Role of exercise on molecular mechanism in the treatment of depression

2018 
Mood disorders such as depression result enormous personal distress. Intrinsic depression has not fully verified, but is deliberated to from molecular and cellular singularities. Available antidepressants have significant limitations. Regular exercise reduces depressive-like behavior activation. The aim of the present study is to review the possibility whether exercise regulates depression-associated antidepressant effects in the brain. Increased hippocampal neurogenesis with exercise has potential significance for depression. Exercise promotes brain health in the molecular levels in the hippocampus and also affects behavior in a similar way to chronic antidepressant treatment. The neurotrophic/plasticity hypothesis of depression is now supported by multiple studies focused on the role of intracellular-signaling cascades that regulate neuroplasticity and neural proliferation. The neuroplastic changes of the brain linked to antidepressant effects promoted by exercise. Wnt and Fz signaling system plays an important role in cell proliferation, growth, and differentiation during development.
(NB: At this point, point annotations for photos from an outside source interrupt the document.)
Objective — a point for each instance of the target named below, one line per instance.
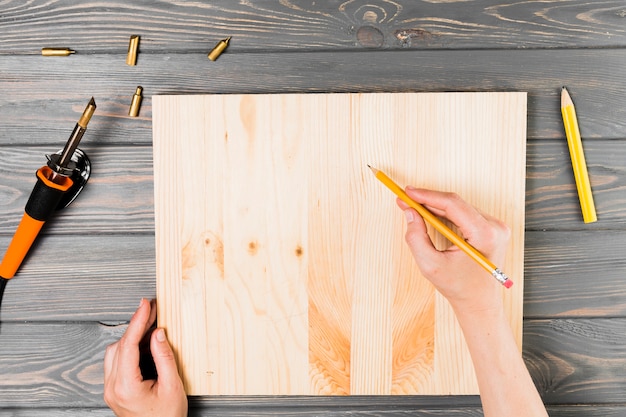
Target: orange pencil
(443, 229)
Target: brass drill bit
(219, 48)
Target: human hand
(125, 390)
(465, 284)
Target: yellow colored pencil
(443, 229)
(579, 165)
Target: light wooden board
(281, 262)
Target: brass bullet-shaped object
(219, 48)
(136, 102)
(57, 51)
(133, 46)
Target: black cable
(3, 283)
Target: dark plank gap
(571, 361)
(102, 278)
(119, 197)
(43, 98)
(166, 26)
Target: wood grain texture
(81, 287)
(278, 181)
(60, 365)
(119, 198)
(91, 27)
(37, 87)
(295, 46)
(319, 407)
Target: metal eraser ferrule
(133, 47)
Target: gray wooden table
(95, 260)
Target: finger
(128, 349)
(419, 242)
(452, 207)
(109, 358)
(164, 359)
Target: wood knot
(253, 247)
(406, 36)
(370, 37)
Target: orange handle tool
(42, 202)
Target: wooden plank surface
(301, 47)
(91, 27)
(34, 82)
(80, 288)
(60, 365)
(261, 237)
(119, 198)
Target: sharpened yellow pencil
(443, 229)
(579, 165)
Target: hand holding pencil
(478, 230)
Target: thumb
(418, 240)
(163, 358)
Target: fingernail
(410, 216)
(160, 335)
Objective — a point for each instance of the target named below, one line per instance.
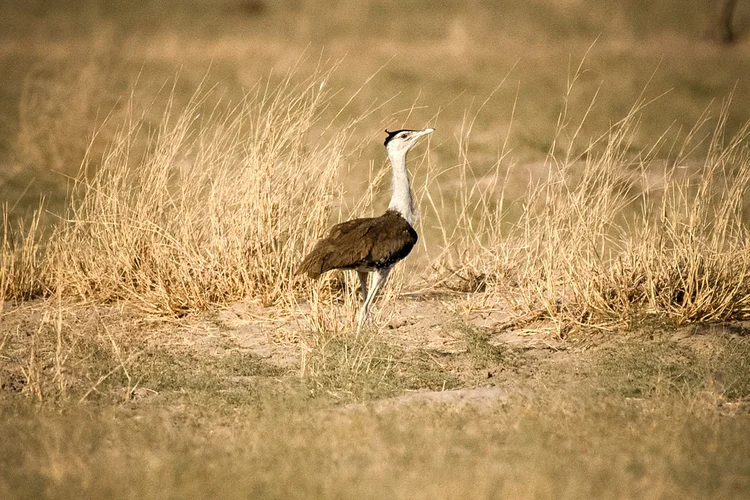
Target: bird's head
(401, 141)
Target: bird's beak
(422, 133)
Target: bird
(373, 244)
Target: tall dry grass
(223, 201)
(610, 235)
(218, 207)
(24, 264)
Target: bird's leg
(363, 283)
(377, 282)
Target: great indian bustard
(373, 244)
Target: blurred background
(69, 70)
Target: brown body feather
(362, 244)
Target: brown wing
(368, 243)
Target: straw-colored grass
(219, 207)
(609, 235)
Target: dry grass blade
(218, 208)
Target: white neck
(401, 197)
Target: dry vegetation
(573, 323)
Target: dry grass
(609, 234)
(219, 206)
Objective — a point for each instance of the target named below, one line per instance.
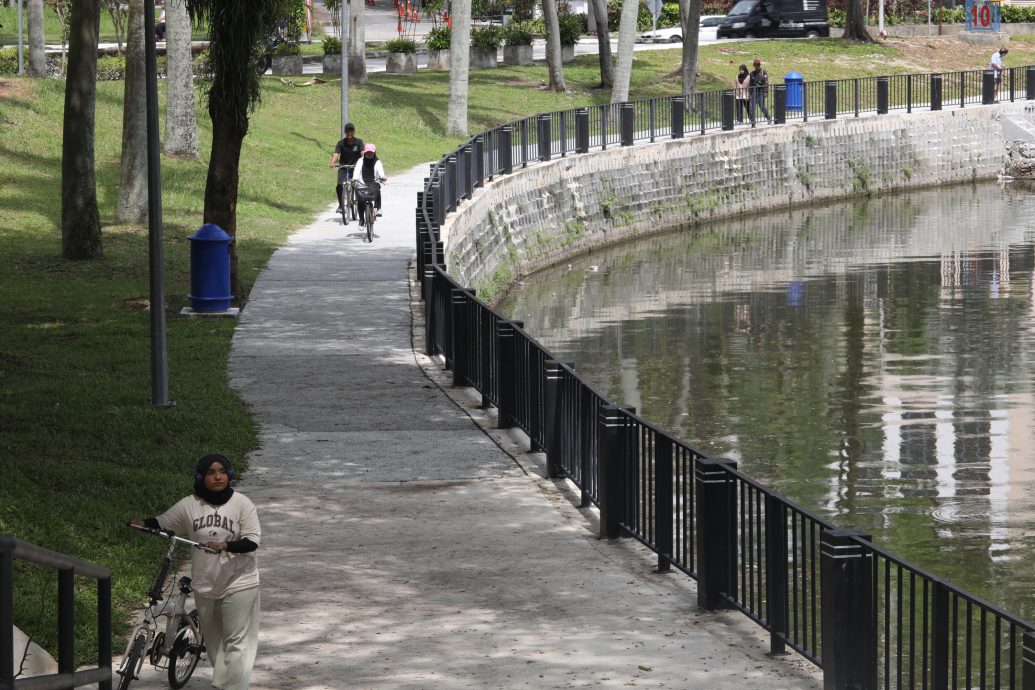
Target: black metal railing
(67, 568)
(865, 617)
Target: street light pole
(345, 63)
(159, 355)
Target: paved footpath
(403, 547)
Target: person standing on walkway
(226, 583)
(996, 65)
(760, 90)
(742, 92)
(347, 152)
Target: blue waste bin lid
(210, 233)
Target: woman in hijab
(226, 582)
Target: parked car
(758, 19)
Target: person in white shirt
(996, 65)
(226, 583)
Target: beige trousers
(230, 627)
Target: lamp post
(159, 354)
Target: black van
(750, 19)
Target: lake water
(870, 360)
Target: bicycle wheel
(184, 655)
(130, 665)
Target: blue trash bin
(795, 89)
(210, 269)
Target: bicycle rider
(347, 152)
(371, 172)
(226, 583)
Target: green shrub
(518, 33)
(486, 38)
(438, 38)
(331, 46)
(401, 46)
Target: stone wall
(537, 216)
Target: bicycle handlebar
(171, 536)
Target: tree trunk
(555, 64)
(626, 43)
(460, 64)
(131, 203)
(220, 185)
(37, 56)
(181, 122)
(80, 217)
(855, 23)
(689, 19)
(603, 43)
(357, 43)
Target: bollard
(728, 106)
(544, 141)
(210, 269)
(849, 626)
(678, 111)
(627, 122)
(715, 529)
(582, 130)
(779, 105)
(936, 92)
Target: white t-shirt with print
(215, 575)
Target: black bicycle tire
(179, 647)
(132, 662)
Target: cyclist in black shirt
(348, 151)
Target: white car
(674, 34)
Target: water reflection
(870, 360)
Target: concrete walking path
(403, 546)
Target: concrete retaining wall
(535, 217)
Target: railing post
(544, 140)
(506, 353)
(627, 120)
(779, 105)
(715, 513)
(678, 110)
(505, 151)
(776, 579)
(479, 161)
(457, 304)
(849, 625)
(613, 469)
(663, 500)
(940, 631)
(553, 373)
(582, 130)
(729, 102)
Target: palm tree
(238, 34)
(131, 203)
(460, 61)
(181, 123)
(626, 45)
(555, 63)
(80, 217)
(37, 56)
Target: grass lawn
(81, 449)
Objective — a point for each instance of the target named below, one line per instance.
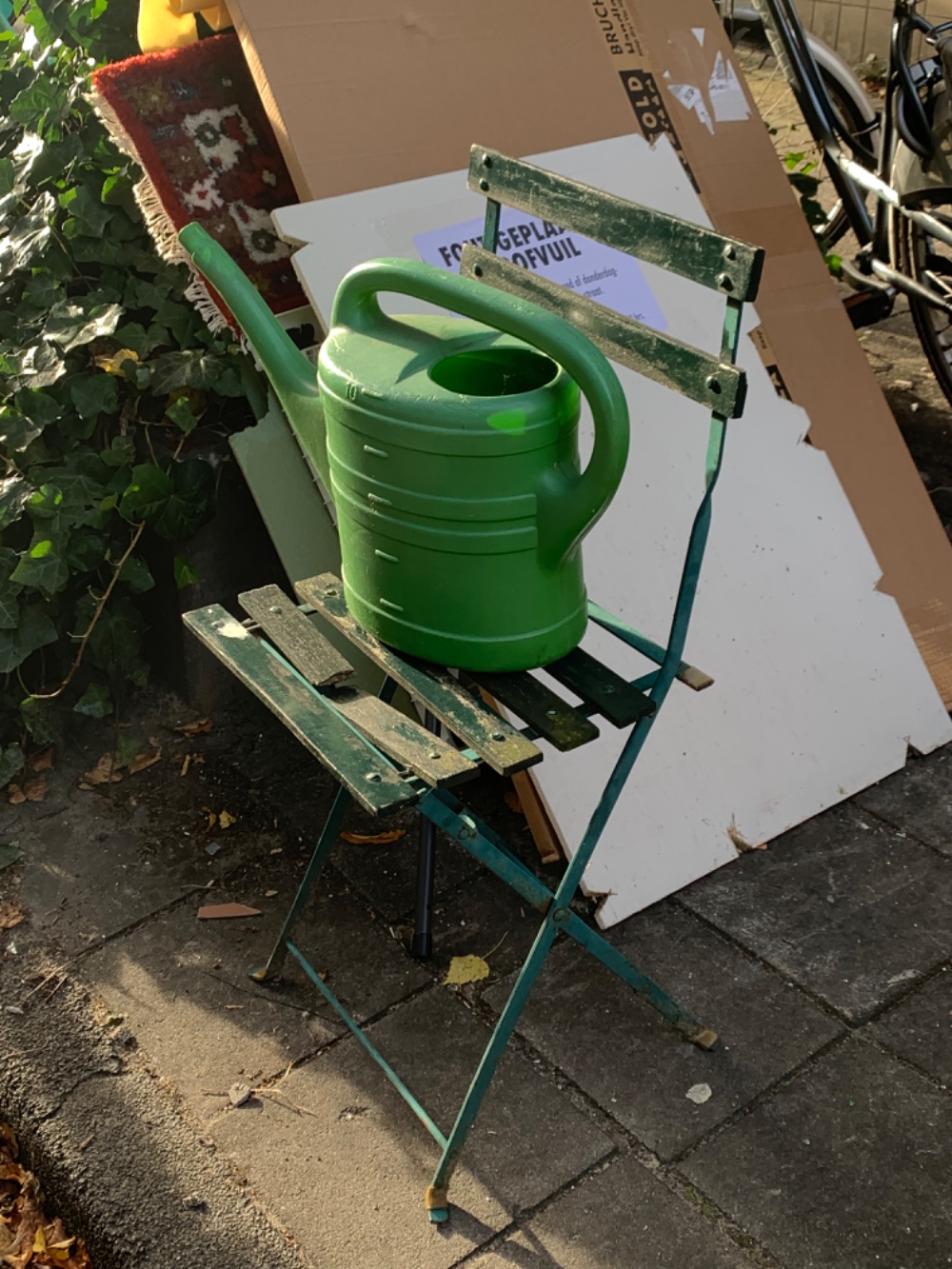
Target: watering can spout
(293, 377)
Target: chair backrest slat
(724, 264)
(697, 376)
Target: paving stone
(917, 800)
(601, 1221)
(920, 1028)
(182, 985)
(843, 905)
(844, 1168)
(634, 1062)
(349, 1176)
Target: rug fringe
(159, 224)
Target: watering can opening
(494, 372)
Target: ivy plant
(109, 381)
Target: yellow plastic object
(171, 23)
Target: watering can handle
(574, 507)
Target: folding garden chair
(381, 758)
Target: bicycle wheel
(790, 132)
(929, 262)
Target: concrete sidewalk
(822, 962)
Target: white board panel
(819, 685)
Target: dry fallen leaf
(143, 761)
(699, 1094)
(375, 838)
(466, 968)
(219, 911)
(42, 762)
(106, 772)
(26, 1235)
(10, 915)
(200, 727)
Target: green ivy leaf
(14, 494)
(121, 452)
(114, 644)
(182, 415)
(38, 405)
(194, 368)
(33, 631)
(185, 574)
(136, 575)
(10, 184)
(40, 367)
(174, 504)
(42, 106)
(86, 549)
(94, 395)
(147, 495)
(95, 702)
(11, 761)
(44, 566)
(15, 431)
(71, 325)
(41, 292)
(10, 591)
(41, 719)
(29, 239)
(87, 209)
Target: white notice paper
(598, 271)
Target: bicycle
(891, 168)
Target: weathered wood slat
(347, 755)
(499, 744)
(687, 674)
(658, 357)
(602, 688)
(434, 761)
(554, 719)
(725, 264)
(297, 637)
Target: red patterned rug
(193, 121)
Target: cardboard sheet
(819, 685)
(381, 91)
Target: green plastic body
(449, 446)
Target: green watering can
(449, 446)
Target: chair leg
(422, 944)
(639, 982)
(437, 1200)
(329, 835)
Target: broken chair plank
(601, 688)
(434, 761)
(297, 637)
(554, 719)
(499, 744)
(348, 757)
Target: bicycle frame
(852, 167)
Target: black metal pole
(422, 943)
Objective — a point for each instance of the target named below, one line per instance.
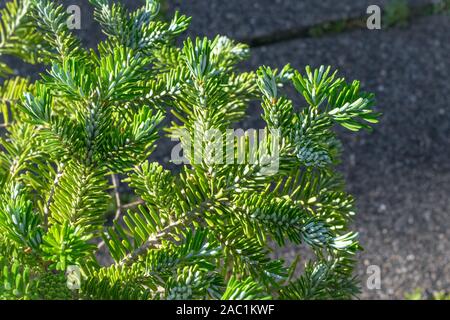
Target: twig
(59, 173)
(119, 207)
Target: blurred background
(399, 173)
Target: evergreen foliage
(207, 232)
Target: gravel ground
(244, 19)
(400, 173)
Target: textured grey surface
(243, 19)
(400, 174)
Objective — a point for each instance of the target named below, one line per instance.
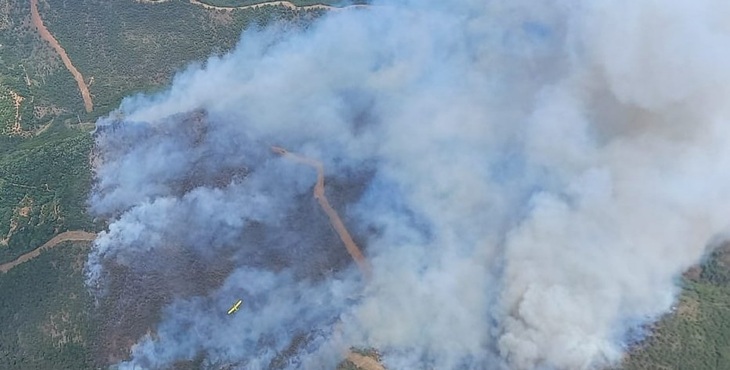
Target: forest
(127, 47)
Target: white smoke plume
(527, 180)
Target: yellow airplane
(235, 307)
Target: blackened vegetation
(302, 240)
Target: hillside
(126, 47)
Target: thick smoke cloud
(527, 179)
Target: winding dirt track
(335, 220)
(46, 35)
(60, 238)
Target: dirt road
(46, 35)
(364, 362)
(60, 238)
(335, 220)
(287, 4)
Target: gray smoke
(527, 180)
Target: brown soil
(60, 238)
(15, 128)
(335, 220)
(364, 362)
(275, 3)
(46, 35)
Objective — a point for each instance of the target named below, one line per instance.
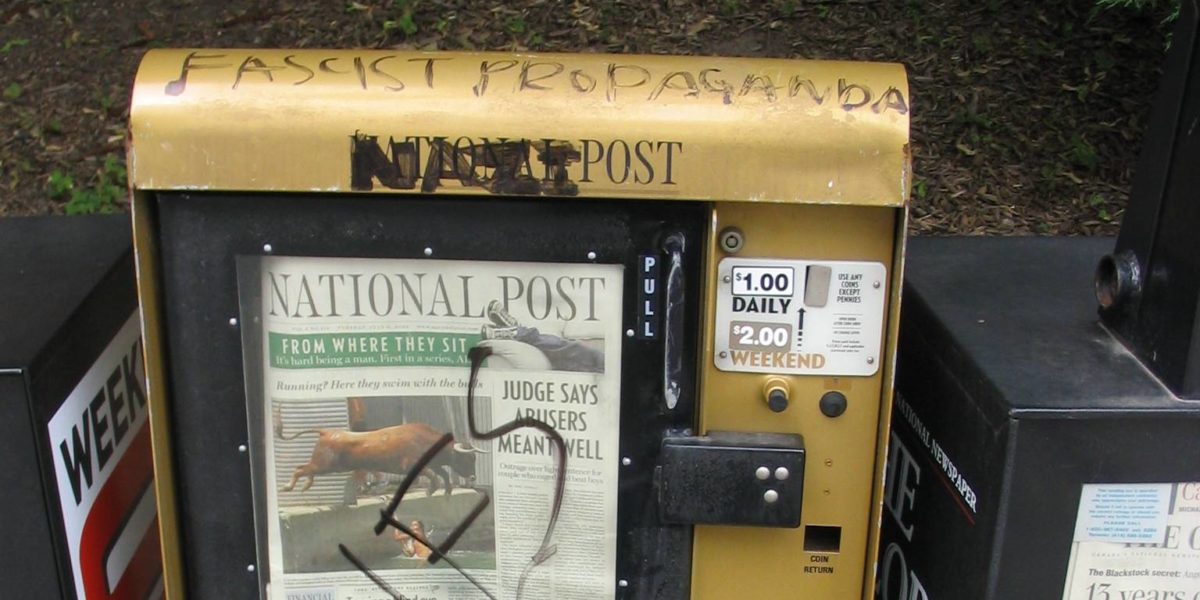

Our results demonstrate complicated, differential effects of antidepressants on Wnt signaling system, and assume a role for selected signaling molecules in the neurogenic activity of antidepressant care. The present study showed evidences suggesting that exercise-induced enhancement in neuroplasticity and neurogenesis are linked with treatment of depression in the brain. Our review suggests that exercise may preserve brain function by increasing neurogenesis through activating Wnt signaling pathway in the psychiatric disorders, such as depression.